A Subbuteo-Inspired Rolling Isolation System for Protecting Rigid Blocks

Abstract

This study investigates a Subbuteo-inspired rolling isolation system (RIS) as an effective means for protecting rigid blocks. The block is assumed to be rigidly connected to a curved base sector, allowing it to roll back and forth freely under dynamic excitations. The intrinsic trait of the proposed isolation concept is that the rigid block is part of the isolation system, affecting its dynamical behavior by lowering the system's center of mass. Conventional RISs utilize spherical or cylindrical rolling elements between the structure and its foundation to decouple seismic forces and reduce the transmission of ground motion. These systems capitalize on the rolling mechanism's ability to convert translational motion into rotational motion, thus diminishing the acceleration and forces experienced by the superstructure. Key findings demonstrate that in the proposed isolation system this mechanism is further improved due to the lowered center of mass, which results in a significant improvement in the seismic resilience of rigid blocks.
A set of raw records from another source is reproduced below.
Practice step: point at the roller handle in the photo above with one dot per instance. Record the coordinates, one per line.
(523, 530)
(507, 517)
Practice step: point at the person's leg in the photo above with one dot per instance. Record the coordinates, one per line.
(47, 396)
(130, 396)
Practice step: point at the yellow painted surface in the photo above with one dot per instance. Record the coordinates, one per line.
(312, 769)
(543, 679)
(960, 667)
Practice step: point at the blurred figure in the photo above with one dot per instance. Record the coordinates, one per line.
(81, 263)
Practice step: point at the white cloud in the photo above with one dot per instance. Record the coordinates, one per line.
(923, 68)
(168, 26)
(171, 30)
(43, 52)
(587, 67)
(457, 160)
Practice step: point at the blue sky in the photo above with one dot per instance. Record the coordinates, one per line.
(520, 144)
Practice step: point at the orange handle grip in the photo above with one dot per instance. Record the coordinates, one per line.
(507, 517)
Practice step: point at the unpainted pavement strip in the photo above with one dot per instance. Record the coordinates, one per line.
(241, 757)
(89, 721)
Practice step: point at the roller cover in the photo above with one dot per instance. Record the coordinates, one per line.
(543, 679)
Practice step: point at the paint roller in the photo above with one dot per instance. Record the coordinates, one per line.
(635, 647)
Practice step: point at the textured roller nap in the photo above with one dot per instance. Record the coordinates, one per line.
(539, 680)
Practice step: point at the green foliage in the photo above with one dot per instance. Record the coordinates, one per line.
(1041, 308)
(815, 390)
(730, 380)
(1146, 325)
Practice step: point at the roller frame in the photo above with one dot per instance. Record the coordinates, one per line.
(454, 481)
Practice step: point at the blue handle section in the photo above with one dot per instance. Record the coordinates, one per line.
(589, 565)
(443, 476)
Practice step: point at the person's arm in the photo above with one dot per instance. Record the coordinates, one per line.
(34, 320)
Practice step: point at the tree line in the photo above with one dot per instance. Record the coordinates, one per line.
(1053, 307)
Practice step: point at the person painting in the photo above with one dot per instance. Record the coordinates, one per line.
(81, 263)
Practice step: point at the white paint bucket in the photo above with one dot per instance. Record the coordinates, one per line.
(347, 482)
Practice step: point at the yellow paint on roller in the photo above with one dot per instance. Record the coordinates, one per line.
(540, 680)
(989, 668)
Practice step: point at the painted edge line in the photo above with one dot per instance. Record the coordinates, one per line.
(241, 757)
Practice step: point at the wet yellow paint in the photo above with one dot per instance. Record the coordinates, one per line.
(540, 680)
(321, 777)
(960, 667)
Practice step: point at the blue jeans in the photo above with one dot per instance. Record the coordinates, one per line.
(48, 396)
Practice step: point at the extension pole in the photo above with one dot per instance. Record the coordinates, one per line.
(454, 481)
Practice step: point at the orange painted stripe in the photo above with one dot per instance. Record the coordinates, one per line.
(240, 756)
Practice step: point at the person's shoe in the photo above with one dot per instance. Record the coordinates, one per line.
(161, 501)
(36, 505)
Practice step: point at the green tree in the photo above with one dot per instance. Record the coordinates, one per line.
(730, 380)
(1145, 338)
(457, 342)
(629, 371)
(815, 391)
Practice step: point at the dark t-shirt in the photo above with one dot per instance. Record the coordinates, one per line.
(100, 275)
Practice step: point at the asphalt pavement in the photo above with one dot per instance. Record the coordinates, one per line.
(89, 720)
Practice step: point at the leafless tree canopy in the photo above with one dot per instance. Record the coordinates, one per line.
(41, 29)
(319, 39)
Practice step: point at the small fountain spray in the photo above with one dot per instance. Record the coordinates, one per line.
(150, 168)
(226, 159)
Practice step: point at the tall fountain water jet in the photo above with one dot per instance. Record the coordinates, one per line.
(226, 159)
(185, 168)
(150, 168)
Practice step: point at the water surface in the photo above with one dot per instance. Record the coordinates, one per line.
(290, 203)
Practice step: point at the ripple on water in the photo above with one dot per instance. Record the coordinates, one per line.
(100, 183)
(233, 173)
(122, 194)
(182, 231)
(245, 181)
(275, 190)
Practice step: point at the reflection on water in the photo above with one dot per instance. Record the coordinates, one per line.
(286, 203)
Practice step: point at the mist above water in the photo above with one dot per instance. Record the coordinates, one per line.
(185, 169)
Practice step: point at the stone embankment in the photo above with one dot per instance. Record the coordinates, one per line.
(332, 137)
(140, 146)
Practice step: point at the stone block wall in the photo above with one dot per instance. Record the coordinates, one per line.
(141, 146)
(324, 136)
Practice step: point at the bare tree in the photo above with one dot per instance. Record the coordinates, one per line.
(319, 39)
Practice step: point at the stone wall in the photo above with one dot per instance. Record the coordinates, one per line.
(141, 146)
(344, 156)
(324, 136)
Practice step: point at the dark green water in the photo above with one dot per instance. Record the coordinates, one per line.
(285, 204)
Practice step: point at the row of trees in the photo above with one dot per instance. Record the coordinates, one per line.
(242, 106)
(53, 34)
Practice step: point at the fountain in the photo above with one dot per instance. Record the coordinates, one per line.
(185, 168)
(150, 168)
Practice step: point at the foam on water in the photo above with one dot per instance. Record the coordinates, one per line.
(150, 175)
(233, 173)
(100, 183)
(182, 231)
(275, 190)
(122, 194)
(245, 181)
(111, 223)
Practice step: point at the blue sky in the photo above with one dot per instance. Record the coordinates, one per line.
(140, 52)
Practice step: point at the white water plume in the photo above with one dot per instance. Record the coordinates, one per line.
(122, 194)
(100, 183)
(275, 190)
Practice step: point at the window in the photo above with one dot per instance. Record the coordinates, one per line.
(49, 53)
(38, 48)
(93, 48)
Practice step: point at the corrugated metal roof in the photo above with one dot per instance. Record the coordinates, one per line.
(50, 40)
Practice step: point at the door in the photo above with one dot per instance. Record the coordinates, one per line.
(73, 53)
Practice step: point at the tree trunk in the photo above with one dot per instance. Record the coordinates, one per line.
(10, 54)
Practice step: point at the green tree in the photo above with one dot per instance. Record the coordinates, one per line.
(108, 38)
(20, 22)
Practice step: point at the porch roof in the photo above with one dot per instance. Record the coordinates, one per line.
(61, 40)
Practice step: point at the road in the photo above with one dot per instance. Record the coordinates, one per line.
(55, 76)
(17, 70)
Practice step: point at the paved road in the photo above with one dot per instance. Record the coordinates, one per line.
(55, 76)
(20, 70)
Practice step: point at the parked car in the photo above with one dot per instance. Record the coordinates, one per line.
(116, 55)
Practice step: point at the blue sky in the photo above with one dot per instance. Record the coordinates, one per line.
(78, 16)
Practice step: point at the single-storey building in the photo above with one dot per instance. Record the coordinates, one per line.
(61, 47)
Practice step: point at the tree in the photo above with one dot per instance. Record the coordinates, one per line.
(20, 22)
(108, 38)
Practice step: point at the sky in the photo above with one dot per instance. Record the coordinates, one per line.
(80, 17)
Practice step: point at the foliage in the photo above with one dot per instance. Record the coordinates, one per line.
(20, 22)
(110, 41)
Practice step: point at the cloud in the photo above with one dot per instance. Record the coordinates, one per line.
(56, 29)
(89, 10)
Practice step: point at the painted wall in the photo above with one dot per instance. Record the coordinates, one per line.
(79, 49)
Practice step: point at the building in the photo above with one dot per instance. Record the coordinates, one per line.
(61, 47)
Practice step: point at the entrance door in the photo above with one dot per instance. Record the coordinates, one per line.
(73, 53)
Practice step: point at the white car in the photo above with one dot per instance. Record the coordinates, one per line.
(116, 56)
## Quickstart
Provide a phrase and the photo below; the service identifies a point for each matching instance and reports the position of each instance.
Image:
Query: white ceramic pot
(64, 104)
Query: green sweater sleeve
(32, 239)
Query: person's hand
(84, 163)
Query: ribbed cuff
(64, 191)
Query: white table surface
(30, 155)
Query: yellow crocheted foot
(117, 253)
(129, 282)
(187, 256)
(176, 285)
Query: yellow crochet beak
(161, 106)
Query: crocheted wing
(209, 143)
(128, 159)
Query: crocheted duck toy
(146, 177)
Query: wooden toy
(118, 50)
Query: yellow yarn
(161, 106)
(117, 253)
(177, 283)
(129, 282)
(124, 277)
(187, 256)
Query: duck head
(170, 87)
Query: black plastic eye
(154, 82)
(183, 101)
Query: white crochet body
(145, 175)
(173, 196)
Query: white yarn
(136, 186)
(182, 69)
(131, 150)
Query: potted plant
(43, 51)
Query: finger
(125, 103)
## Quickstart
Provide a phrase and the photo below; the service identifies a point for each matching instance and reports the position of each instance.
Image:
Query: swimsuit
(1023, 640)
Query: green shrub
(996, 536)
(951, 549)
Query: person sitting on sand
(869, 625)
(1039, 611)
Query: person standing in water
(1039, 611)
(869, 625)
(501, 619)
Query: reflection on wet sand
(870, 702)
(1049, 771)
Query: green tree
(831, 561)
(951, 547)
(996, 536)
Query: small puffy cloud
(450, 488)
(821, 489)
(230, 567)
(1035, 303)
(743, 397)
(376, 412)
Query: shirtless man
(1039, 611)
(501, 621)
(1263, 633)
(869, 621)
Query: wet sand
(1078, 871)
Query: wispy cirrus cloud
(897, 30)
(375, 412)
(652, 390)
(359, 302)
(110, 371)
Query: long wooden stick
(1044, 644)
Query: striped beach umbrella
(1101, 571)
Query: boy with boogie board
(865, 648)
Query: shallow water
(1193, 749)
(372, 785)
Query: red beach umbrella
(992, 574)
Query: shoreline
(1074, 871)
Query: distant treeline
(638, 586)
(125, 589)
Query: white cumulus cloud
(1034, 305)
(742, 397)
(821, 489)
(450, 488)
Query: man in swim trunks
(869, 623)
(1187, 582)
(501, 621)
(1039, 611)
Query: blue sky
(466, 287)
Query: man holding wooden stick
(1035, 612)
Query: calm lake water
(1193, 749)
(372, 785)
The system's ability to self-center after rotation and its inherent simplicity make it an alternative to conventional isolation methods. The study also addresses the potential limitations and challenges, including stability under large rotations and the impact of rolling resistance. Overall, this work provides a comprehensive understanding of the behavior, performance, design, and practical implementation of the new RIS, paving the way for its broader application in seismic protection strategies.